Researchers found that certain state-backed outlets appeared repeatedly in AI-generated citations, including Qatar-based Al Jazeera, Russia-linked Pravda, Turkey’s Anadolu Agency, and China’s state-run China Daily. In some cases, those sources were cited even when questions were framed in ways that might be unfavorable to those governments.

“AI training relies on outlets with high publication volume, global reach, and accessibility — precisely the attributes of the most influential state-aligned propaganda outlets,” the report explained.

Users may be exposed to more polarizing content

The findings in the report also suggest that the issue goes beyond the answers AI systems generate and extends to the sources they recommend.
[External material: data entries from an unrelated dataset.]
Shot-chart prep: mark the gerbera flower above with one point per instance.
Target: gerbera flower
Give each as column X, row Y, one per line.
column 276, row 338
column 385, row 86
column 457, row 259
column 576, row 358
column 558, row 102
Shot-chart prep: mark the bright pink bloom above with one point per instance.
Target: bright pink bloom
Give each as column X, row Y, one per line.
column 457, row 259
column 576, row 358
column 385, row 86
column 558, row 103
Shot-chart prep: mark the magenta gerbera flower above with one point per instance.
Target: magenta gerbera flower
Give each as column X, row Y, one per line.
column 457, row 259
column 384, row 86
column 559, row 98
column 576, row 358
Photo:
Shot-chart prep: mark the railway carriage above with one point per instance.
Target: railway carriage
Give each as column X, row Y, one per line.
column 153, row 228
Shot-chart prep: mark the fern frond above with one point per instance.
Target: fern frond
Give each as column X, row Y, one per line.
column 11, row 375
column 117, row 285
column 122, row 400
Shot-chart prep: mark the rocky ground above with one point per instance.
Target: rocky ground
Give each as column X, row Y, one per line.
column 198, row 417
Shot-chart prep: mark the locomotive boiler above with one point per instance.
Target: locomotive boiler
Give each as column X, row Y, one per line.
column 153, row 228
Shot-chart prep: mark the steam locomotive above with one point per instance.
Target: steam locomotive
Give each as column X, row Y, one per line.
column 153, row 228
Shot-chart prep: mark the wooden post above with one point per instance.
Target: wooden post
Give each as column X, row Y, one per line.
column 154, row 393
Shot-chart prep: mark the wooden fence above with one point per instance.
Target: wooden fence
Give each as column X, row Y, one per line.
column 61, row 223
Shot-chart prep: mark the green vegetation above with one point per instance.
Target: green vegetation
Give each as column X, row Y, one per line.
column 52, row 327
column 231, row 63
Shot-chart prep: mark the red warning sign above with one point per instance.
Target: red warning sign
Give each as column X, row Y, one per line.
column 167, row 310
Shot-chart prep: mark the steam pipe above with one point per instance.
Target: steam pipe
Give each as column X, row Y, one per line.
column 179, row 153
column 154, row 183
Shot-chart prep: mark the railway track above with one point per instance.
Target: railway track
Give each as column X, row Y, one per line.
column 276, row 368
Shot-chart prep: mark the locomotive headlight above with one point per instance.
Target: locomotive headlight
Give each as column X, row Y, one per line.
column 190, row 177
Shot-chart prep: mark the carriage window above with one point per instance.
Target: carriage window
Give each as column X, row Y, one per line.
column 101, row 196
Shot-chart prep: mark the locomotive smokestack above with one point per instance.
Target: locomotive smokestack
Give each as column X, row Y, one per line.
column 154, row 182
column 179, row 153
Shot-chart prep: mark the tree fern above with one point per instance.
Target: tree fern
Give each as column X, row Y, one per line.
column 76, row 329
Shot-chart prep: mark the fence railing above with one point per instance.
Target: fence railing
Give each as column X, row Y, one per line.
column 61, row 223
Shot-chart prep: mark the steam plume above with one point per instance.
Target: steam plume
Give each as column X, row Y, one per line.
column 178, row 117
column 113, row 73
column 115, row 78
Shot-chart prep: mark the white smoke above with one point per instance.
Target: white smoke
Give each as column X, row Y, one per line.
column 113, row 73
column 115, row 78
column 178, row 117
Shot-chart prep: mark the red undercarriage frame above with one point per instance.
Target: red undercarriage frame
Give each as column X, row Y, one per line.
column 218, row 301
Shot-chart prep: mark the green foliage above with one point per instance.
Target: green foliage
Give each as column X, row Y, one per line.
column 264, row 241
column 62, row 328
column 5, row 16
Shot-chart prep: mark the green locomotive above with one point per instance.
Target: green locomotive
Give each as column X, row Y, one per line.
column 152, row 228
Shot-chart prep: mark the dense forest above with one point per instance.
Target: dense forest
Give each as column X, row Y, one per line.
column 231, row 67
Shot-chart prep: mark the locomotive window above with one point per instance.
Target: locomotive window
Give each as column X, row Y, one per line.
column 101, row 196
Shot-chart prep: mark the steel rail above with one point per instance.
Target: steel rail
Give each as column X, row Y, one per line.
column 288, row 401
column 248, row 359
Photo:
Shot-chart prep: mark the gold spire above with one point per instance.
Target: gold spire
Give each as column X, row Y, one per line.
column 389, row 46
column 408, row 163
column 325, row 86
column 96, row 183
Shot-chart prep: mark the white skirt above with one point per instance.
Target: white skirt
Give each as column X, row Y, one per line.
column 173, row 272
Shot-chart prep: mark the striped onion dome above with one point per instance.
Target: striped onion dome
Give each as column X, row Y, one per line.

While chatbot responses may appear balanced, the linked citations can expose users to more extreme or biased narratives.

Users who click through links to verify claims will be "exposed to more polarizing content than what the AI initially presented,” the report warned.

Citations can become “a pipeline to biased or even extremist views rather than a verification mechanism,” the report said. In addition, the study found that AI systems struggle to distinguish between independent journalism and state-aligned media. When asked to evaluate the credibility of their sources, the systems “could not consistently identify state-aligned media,” according to the report.

The report also highlighted the dominance of Wikipedia in AI citations, appearing in 80% of responses. Wikipedia has long been the subject of criticism over potential organized bias and susceptibility to coordinated editing campaigns. Investigative reporter Sharyl Attkisson addressed the issue more than a decade ago in a TedxTalk where she outlined how Wikipedia "editors" refused to make corrections, and, depending on the ideological narrative at issue, will delete corrections of which the editors disapprove.    

“As reliance on AI tools deepens, the citation of propaganda is metastasizing into a national security threat,” the FDD report stated.

To mitigate the risks, the authors of the report recommend that AI developers reduce the prominence of state-controlled media in responses and increase transparency around the process of how sources are selected. They also urged policymakers to incorporate citation integrity into AI safety standards, particularly as the U.S. government expands its own use of AI technologies.

“America cannot build its technological future on a compromised foundation,” the report concluded.